Leveraging Latent Space Scaling in Flow and Diffusion for Efficient Text to Image Generation

This repository contains the code and resources for the paper "Leveraging Latent Space Scaling in Flow and Diffusion for Efficient Text to Image Generation".
Accepted at ICCV AIGENS workshop 2025.

Abstract

TL;DR: This framework accelerates text-to-image generation by shifting the early timesteps of diffusion and flow to a lower resolution in latent space. Compared to traditional methods, it achieves better image quality.

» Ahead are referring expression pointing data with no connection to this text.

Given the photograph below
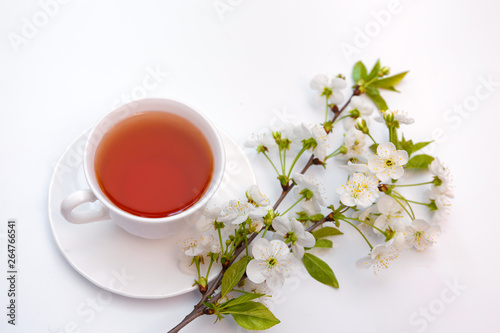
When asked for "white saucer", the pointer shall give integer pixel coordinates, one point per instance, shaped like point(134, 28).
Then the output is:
point(117, 261)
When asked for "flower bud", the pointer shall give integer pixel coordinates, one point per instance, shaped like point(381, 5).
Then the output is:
point(355, 113)
point(388, 116)
point(361, 126)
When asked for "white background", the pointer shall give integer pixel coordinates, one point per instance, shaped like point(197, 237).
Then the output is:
point(242, 66)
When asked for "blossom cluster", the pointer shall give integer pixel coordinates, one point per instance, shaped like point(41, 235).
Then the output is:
point(257, 244)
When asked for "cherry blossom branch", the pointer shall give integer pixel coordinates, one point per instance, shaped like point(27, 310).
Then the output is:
point(200, 309)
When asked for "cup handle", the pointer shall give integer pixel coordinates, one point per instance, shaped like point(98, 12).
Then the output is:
point(77, 198)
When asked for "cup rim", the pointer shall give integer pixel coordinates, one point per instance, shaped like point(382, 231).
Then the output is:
point(217, 176)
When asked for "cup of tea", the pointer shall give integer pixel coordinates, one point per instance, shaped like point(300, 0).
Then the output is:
point(153, 164)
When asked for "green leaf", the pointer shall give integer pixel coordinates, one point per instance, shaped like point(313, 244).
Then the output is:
point(324, 243)
point(242, 299)
point(421, 161)
point(319, 270)
point(420, 145)
point(390, 82)
point(374, 95)
point(252, 316)
point(233, 275)
point(325, 232)
point(358, 72)
point(374, 71)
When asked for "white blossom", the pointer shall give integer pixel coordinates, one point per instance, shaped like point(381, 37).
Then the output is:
point(318, 133)
point(309, 183)
point(237, 212)
point(400, 116)
point(421, 235)
point(379, 258)
point(360, 190)
point(253, 194)
point(294, 232)
point(444, 186)
point(272, 263)
point(388, 163)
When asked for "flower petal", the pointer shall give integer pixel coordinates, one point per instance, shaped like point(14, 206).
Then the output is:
point(257, 271)
point(260, 249)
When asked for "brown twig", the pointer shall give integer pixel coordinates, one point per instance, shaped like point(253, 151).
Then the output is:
point(200, 308)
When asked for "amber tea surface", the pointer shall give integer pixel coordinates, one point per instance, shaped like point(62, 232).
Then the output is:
point(154, 164)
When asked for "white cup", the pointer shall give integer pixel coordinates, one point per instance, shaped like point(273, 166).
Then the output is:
point(152, 228)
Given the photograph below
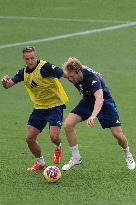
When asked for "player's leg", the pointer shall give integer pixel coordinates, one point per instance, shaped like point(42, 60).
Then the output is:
point(34, 147)
point(54, 132)
point(69, 125)
point(118, 134)
point(55, 118)
point(80, 113)
point(36, 124)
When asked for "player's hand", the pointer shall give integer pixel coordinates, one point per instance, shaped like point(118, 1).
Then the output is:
point(90, 121)
point(5, 81)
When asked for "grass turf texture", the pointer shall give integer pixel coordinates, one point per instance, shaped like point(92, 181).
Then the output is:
point(103, 178)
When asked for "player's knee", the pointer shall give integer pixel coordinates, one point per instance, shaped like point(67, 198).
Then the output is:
point(119, 135)
point(30, 139)
point(55, 138)
point(67, 125)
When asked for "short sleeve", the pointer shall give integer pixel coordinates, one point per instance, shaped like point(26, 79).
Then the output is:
point(50, 70)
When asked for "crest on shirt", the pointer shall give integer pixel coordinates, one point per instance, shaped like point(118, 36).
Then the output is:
point(94, 81)
point(33, 84)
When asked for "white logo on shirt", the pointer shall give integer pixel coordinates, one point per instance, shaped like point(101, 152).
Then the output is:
point(94, 81)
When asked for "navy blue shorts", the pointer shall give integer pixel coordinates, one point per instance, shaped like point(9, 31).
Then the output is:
point(108, 116)
point(40, 117)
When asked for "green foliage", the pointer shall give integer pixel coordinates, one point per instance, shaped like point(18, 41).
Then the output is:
point(103, 178)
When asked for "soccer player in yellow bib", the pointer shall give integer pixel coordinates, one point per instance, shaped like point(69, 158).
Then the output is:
point(46, 92)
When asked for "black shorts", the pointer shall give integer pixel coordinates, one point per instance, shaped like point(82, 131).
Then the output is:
point(40, 117)
point(108, 115)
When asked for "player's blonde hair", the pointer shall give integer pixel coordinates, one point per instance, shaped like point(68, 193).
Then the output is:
point(28, 49)
point(72, 64)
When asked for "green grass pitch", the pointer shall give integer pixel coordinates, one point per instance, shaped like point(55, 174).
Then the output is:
point(103, 178)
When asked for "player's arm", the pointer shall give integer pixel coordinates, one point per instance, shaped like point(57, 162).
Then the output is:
point(7, 82)
point(97, 106)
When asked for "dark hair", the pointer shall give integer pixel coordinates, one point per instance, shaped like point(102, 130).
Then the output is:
point(28, 49)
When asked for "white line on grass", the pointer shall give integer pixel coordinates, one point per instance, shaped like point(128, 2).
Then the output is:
point(69, 35)
point(61, 19)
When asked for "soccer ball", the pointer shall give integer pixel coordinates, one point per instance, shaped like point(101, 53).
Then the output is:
point(52, 174)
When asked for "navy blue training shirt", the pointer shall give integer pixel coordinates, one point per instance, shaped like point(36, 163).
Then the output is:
point(90, 84)
point(47, 70)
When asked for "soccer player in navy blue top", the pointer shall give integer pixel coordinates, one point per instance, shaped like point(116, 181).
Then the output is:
point(96, 102)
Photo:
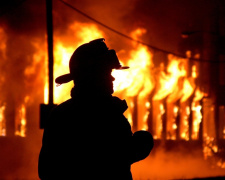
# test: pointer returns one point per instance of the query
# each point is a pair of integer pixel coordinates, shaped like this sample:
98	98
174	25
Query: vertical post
50	48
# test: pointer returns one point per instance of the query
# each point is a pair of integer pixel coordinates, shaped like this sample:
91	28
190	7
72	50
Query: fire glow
152	93
155	95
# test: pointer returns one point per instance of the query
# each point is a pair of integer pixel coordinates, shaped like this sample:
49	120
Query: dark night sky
163	19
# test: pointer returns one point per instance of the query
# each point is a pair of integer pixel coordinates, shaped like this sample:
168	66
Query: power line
132	39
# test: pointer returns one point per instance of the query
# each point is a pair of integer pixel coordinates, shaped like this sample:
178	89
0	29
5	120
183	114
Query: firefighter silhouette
87	136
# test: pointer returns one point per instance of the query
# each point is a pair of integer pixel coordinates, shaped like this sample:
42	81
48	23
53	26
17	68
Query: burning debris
164	97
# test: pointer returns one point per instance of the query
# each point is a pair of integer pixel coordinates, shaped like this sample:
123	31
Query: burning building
178	97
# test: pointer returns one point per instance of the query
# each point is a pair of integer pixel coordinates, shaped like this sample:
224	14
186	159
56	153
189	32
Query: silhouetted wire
130	38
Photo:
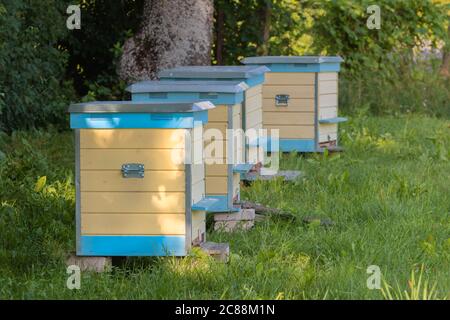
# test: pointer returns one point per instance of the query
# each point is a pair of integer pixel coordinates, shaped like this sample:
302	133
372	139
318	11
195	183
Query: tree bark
445	66
266	18
220	25
173	33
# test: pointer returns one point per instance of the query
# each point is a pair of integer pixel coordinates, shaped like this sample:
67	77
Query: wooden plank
327	113
291	118
324	137
236	185
329	127
198	191
218	170
112	180
211	130
198	172
132	224
328	100
289	78
254	91
218	114
237	121
112	159
133	202
303	92
253	103
198	225
294	132
132	138
328	76
295	105
328	87
328	132
215	149
254	119
216	185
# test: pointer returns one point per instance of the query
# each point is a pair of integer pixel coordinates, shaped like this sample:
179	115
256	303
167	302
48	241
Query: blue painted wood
221	204
133	246
205	204
333	120
137	120
290	145
251	82
243	168
220	98
310	67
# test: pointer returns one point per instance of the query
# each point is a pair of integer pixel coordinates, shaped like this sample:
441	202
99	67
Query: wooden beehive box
135	182
300	98
224	166
253	76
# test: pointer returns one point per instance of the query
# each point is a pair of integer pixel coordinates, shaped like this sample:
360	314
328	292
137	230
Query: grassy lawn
388	195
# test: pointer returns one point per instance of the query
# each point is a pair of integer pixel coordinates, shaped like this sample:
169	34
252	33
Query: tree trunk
173	33
266	18
445	67
220	25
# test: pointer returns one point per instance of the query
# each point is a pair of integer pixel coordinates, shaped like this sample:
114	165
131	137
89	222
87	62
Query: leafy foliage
33	92
95	49
340	29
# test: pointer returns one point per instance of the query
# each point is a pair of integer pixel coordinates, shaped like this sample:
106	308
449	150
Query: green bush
37	199
32	88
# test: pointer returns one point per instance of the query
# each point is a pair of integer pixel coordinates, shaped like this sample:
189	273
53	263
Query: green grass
388	195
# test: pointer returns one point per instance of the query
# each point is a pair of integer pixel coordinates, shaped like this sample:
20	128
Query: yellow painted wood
198	172
236	184
328	127
289	78
295	105
328	76
325	137
218	114
112	180
210	130
237	121
133	202
132	138
302	92
255	155
254	91
253	103
216	185
328	100
291	118
198	224
215	149
254	119
328	87
328	113
328	132
198	191
294	132
218	170
112	159
133	224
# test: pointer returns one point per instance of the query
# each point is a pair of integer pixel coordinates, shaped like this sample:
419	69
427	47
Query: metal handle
282	99
133	170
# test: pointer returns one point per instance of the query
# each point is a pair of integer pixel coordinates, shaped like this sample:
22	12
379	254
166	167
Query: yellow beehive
224	157
252	116
300	99
137	185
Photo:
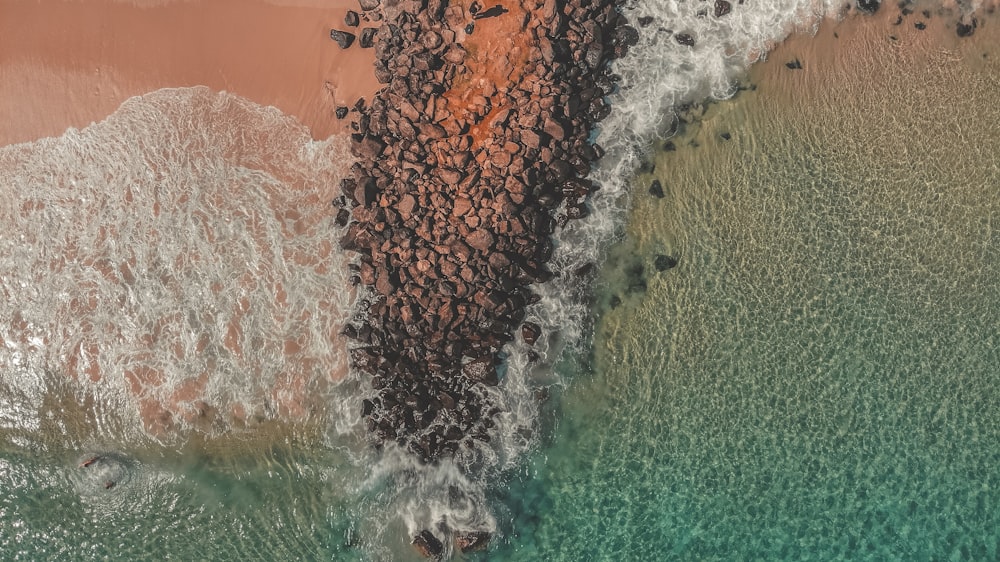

Flow matching and diffusion models have shown impressive results in text-to-image generation, producing photorealistic images through an iterative denoising process. A common strategy to speed up synthesis is to perform early denoising at lower resolutions. However, traditional methods that downscale and upscale in pixel space often introduce artifacts and distortions. These issues arise when the upscaled images are re-encoded into the latent space, leading to degraded final image quality. To address this, we propose Latent Space Scaling Generation (LSSGen), a framework that performs resolution scaling directly in the latent space using a lightweight latent upsampler. Without altering the Transformer or U-Net architecture, LSSGen improves both efficiency and visual quality while supporting flexible multi-resolution generation. Our comprehensive evaluation covering text-image alignment and perceptual quality shows that LSSGen significantly outperforms conventional scaling approaches. When generating $1024^2$ images at similar speeds, it achieves up to 246% TOPIQ score improvement.

Requirements

Python 3.8+
PyTorch 2.0+
Diffusers 0.33.*

Usage

Diffusers style pipelines

To use the LSSGen framework with Diffusers pipeline style, you can follow the example below.

Latent Upsampler Preparation

dtype = torch.bfloat16
device = "cuda"
from network.models.upsampler import LatentUpSampler
upsampler = LatentUpSampler.from_pretrained(UPSAMPLER_PATH, torch_dtype=dtype).to(device)

Latent Upsampler model is under weights folder. Example:

UPSAMPLER_PATH = "weights/FLUX-VAE-scaler"

FLUX pipeline:

The FLUX pipeline supports all FLUX.1 text to image models, including FLUX.1-dev, FLUX.1-schnell, and FLUX.1-Krea-dev.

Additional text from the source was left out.